According to ICRC, tens of thousands of Syrians are missing, most likely detained. Those numbers include activists, opposition fighters, journalists, civilians and humanitarian workers. Most of the detainees have been men, but women and children have not been spared. Syrians spread pictures of their missing beloved ones on Twitter and Facebook, hoping that somebody has information about their situation.

Noura al Jizawi, a human rights activist, for example, was abducted by Syrian security forces on March 28, 2012 as she went to a transit depot. Al Jizawi has been held at an unknown location where her lawyers and family have been unable to talk or see her.

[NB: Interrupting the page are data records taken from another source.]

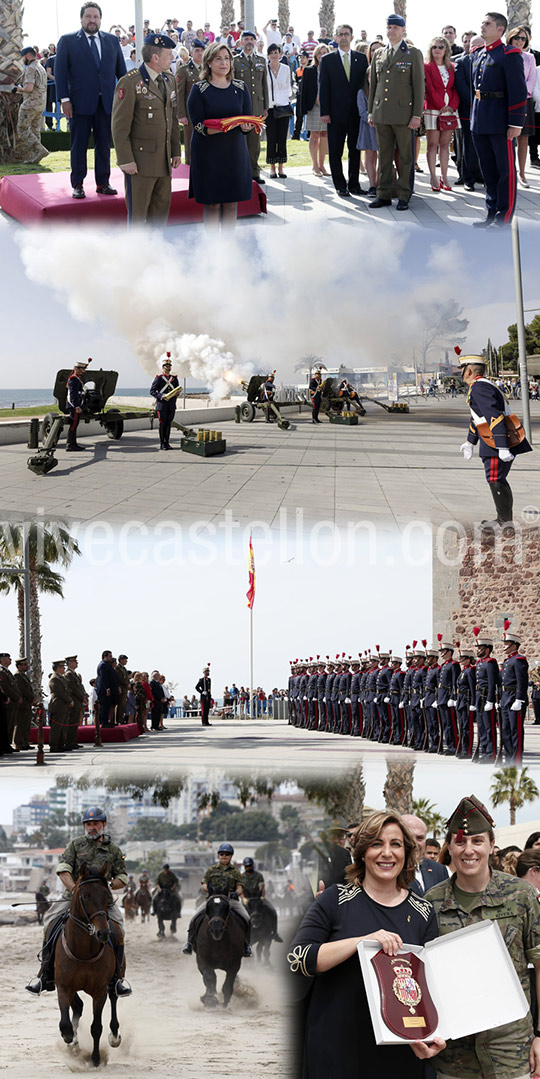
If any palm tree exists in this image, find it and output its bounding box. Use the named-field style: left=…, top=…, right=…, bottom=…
left=490, top=764, right=539, bottom=824
left=0, top=0, right=23, bottom=162
left=0, top=520, right=81, bottom=698
left=382, top=756, right=415, bottom=814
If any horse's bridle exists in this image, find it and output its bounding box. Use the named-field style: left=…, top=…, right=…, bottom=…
left=69, top=876, right=109, bottom=937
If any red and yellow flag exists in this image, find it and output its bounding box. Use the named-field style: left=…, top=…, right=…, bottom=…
left=246, top=536, right=255, bottom=611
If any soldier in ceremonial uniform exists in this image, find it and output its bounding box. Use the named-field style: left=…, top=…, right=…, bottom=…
left=181, top=843, right=252, bottom=956
left=66, top=359, right=90, bottom=451
left=368, top=15, right=424, bottom=209
left=112, top=33, right=181, bottom=224
left=309, top=371, right=322, bottom=423
left=471, top=12, right=527, bottom=228
left=388, top=656, right=405, bottom=746
left=195, top=666, right=212, bottom=727
left=423, top=648, right=442, bottom=753
left=456, top=648, right=476, bottom=760
left=423, top=795, right=540, bottom=1079
left=13, top=657, right=37, bottom=749
left=150, top=352, right=179, bottom=450
left=0, top=652, right=21, bottom=753
left=501, top=623, right=529, bottom=765
left=242, top=858, right=283, bottom=944
left=456, top=350, right=531, bottom=527
left=16, top=45, right=49, bottom=164
left=473, top=626, right=500, bottom=764
left=64, top=656, right=86, bottom=749
left=176, top=38, right=206, bottom=165
left=233, top=30, right=268, bottom=183
left=49, top=659, right=73, bottom=753
left=26, top=807, right=132, bottom=997
left=437, top=633, right=459, bottom=756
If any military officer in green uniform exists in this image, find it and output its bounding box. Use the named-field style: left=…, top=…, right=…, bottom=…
left=176, top=38, right=205, bottom=165
left=242, top=858, right=283, bottom=944
left=0, top=652, right=21, bottom=752
left=424, top=795, right=540, bottom=1079
left=26, top=807, right=132, bottom=997
left=181, top=843, right=252, bottom=956
left=112, top=33, right=181, bottom=224
left=64, top=656, right=86, bottom=749
left=368, top=15, right=426, bottom=209
left=13, top=656, right=37, bottom=749
left=234, top=30, right=268, bottom=183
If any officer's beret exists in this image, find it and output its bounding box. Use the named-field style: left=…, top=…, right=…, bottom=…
left=446, top=794, right=495, bottom=843
left=145, top=33, right=176, bottom=49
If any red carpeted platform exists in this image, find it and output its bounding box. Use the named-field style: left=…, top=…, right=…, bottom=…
left=30, top=723, right=139, bottom=746
left=0, top=165, right=267, bottom=224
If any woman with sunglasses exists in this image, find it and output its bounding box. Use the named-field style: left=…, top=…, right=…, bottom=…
left=423, top=38, right=461, bottom=191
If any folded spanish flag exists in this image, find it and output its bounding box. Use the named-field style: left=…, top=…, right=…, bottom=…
left=204, top=117, right=265, bottom=135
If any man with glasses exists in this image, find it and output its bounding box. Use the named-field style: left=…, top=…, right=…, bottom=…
left=319, top=23, right=367, bottom=199
left=471, top=11, right=527, bottom=229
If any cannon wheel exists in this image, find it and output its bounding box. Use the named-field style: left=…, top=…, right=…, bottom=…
left=39, top=412, right=58, bottom=442
left=104, top=408, right=124, bottom=442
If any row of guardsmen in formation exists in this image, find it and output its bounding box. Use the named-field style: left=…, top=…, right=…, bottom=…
left=288, top=622, right=540, bottom=764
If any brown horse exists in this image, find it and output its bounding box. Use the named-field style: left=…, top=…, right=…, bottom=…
left=54, top=862, right=125, bottom=1067
left=135, top=884, right=152, bottom=924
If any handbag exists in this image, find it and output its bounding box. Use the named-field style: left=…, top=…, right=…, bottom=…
left=437, top=112, right=458, bottom=132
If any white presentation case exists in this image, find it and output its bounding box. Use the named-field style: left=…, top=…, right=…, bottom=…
left=357, top=920, right=529, bottom=1046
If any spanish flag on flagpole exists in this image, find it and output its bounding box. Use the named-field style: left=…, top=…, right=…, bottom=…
left=246, top=535, right=255, bottom=611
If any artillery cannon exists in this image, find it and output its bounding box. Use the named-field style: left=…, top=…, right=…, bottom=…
left=27, top=368, right=194, bottom=476
left=238, top=374, right=291, bottom=431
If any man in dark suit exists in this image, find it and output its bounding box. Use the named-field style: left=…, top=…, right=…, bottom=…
left=402, top=812, right=448, bottom=896
left=54, top=2, right=125, bottom=199
left=319, top=23, right=367, bottom=199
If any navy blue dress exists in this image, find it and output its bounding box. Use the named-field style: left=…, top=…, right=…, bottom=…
left=188, top=79, right=253, bottom=205
left=287, top=884, right=437, bottom=1079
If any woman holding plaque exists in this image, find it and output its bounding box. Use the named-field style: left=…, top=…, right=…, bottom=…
left=287, top=812, right=444, bottom=1079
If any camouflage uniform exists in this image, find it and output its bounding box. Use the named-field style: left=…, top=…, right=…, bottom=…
left=43, top=835, right=129, bottom=931
left=17, top=60, right=49, bottom=162
left=426, top=871, right=540, bottom=1079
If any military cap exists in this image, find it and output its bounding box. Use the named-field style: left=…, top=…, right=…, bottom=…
left=144, top=33, right=176, bottom=49
left=446, top=794, right=495, bottom=843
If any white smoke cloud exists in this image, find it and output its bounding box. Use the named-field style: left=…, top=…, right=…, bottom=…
left=19, top=220, right=470, bottom=400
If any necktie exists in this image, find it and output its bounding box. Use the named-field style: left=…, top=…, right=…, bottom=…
left=90, top=33, right=100, bottom=67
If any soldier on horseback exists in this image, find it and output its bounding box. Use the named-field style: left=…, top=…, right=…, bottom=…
left=26, top=808, right=132, bottom=997
left=242, top=858, right=283, bottom=944
left=181, top=843, right=253, bottom=957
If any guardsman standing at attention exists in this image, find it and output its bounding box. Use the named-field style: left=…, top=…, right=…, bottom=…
left=460, top=347, right=531, bottom=528
left=150, top=352, right=179, bottom=450
left=368, top=14, right=426, bottom=209
left=13, top=657, right=37, bottom=749
left=501, top=622, right=529, bottom=765
left=175, top=38, right=206, bottom=165
left=234, top=30, right=268, bottom=183
left=456, top=641, right=476, bottom=761
left=112, top=33, right=181, bottom=224
left=471, top=12, right=527, bottom=229
left=309, top=371, right=322, bottom=423
left=473, top=626, right=501, bottom=764
left=195, top=664, right=210, bottom=727
left=437, top=633, right=459, bottom=756
left=66, top=359, right=92, bottom=451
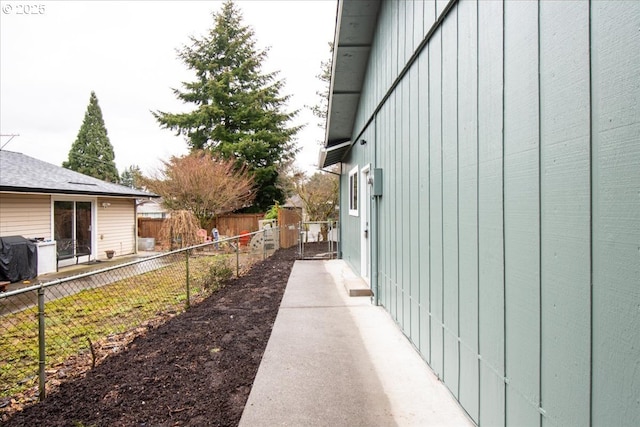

The survivors of enforced disappearances consistently described torture as being part their detention. Twenty-year-old Hadi Tammas was studying in Latakia when armed men entered his dorm and arrested all the students inside.

“It wasn’t even the torture itself that broke him. The sounds of other prisoners who were tortured were much worse, he said. They screamed non-stop and begged for their lives,” Rifaie Tammas, the brother of Hadi, told Al Jazeera in an interview via skype.

Hadi was in detention for 24 hours, but was tortured non-stop, his brother said. They hold his head in a bowl of water, until he almost suffocated. Later, they tied his hands and feet and started pulling his limbs in different directions, trying to dislocate them.

‘Shocking abuses’

After his release, Hadi quitted his study and joined the Free Syrian Army. He died during a battle, just like his father and uncle.

“When the regime won back Qusair in the summer, they arrested dozens of civilians, even old men, for no reason. I stopped counting the numbers of missing people, because there are so many,” Rifaie said.

Qusair is a city in western Syria, 35 kilometres away from Homs, and is strategic both for the government and for rebels who held it for over a year. It was the scene of some of the fiercest combat in the almost three-year-old conflict.

Although the victims hardly talk about rape during their detention, several cases have been reported since the Syrian uprising. According to Afraa this also is a common tactic to silence the opposition, just like other forms of torture.

“My male friend, who was arrested several times, was raped by guards during his detention, and I know some girls who got raped as well. But the problem in Syria is that you hardly hear victims talking about it. They feel ashamed and think it’s their fault, especially men,” Afraa told Al Jazeera.

Most witnesses have identified Syrian intelligence officers, soldiers and pro-government militias as the ones who detain, torture and rape civilians, but the UN said that some armed groups in northern Syria, like the Islamic State of Iraq and the Levant (ISIL), also abduct people.

In a separate report, London-based Amnesty International said armed groups were perpetrating “a shocking catalogue of abuses” in secret jails across northern Syria, including torture, flogging and killings after summary trials.